Anträge der Wirtschaftsliste Salzburg

Antrag an das Wirtschaftsparlament der Wirtschaftskammer Salzburg am 16. Mai 2017

Die von der Stadt-SPÖ unter Bürgermeister Schaden und seinem designierten Nachfolger Auinger geforderte  700 Euro Strafzahlung für einpendelnde Arbeitnehmer ist skandalös, weil nicht durchdacht. Abgesehen von der exorbitanten Belastung der Pendler und der Stadt Salzburger, welche hinkünftig eine Ausnahmegenehmigung kaufen müssen, wird auch der Wirtschaftsstandort massiv geschädigt. Damit werden die drängenden Verkehrslösungen auf den Sankt Nimmerleinstag verschoben und eine weitere Schädigung der Stadt Salzburg auch als Tourismusstandort leichfertig gebilligt. Salzburg wird immer öfter über die österreichische Medienlandschaft hinaus als Stauhauptstadt bezeichnet,  das ist besorgniserregend.

Die Schuld an der ausgewachsenen Verkehrsmisere liegt zur ungeteilten Hand beim Land, bei der Stadt, und den Umlandgemeinden, welche sich  über Jahrzehnte gegenseitig abgeputzt und jedwede Verantwortung von sich gewiesen haben.
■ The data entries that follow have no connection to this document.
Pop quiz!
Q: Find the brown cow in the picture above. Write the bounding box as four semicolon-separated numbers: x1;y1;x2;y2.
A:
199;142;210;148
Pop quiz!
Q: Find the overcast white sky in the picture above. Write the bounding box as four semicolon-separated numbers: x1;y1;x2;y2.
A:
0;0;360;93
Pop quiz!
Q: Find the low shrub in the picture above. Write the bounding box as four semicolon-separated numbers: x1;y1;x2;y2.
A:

Hier ist Landeshauptmann Haslauer gefragt, die notwendigen in sich greifenden Lösungen zur „Chefsache“ zu erheben.

Die Lösungen liegen auf dem Tisch:

  • Bessere, bedarfsgerechte Taktung der innerstädtischen O-Busse samt neuer Großraumbusse,
  • Erschwingliche Fahrpreise,
  • Rückbau der verbauten Busbuchten und überdimensionierten Gehsteige als künstliche Stauerzeuger,
  • Verkürzung der Busspuren vor allem in den Kreuzungsbereichen,
  • Erweiterung der Mönchsberggarage,
  • Bau des Kapuzinerbergtunnels samt Busgarage,
  • zusätzliche Parkhäuser in der Stadt à la Chirurgie West,
  • zusätzliche Salzachbrücken zwischen Salzburg-Süd und Hallein sowie bei der Autobahnabfahrt Hagenau zwischen Itzling und Lehen und bei Anthering,
  • P-&-R Angebote in den Umlandgemeinden mit einem Ausbau des Öffentlichen Verkehrs,
  • und ein Verkehrsleitsystem mit P-&-R Angeboten für Touristen, wobei die Taktung der O-Busse wesentlich zu erhöhen ist.
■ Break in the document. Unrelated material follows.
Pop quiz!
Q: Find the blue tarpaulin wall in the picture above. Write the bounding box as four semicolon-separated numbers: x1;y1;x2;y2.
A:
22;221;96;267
Die unterfertigten Delegierten stellen daher folgenden Antrag:
Die Wirtschaftskammer Salzburg ersucht die Landesregierung, insbesondere
Landeshauptmann Dr. Wilfried Haslauer die geplante Ausweitung der Parkgebührenzone in der Landeshauptstadt nicht zu genehmigen und für eine rasche Umsetzung des oben angeführten Maßnahmenpakets einzutreten, den Dialog zwischen den betreffenden Gebietskörperschaften herzustellen sowie zu koordinieren.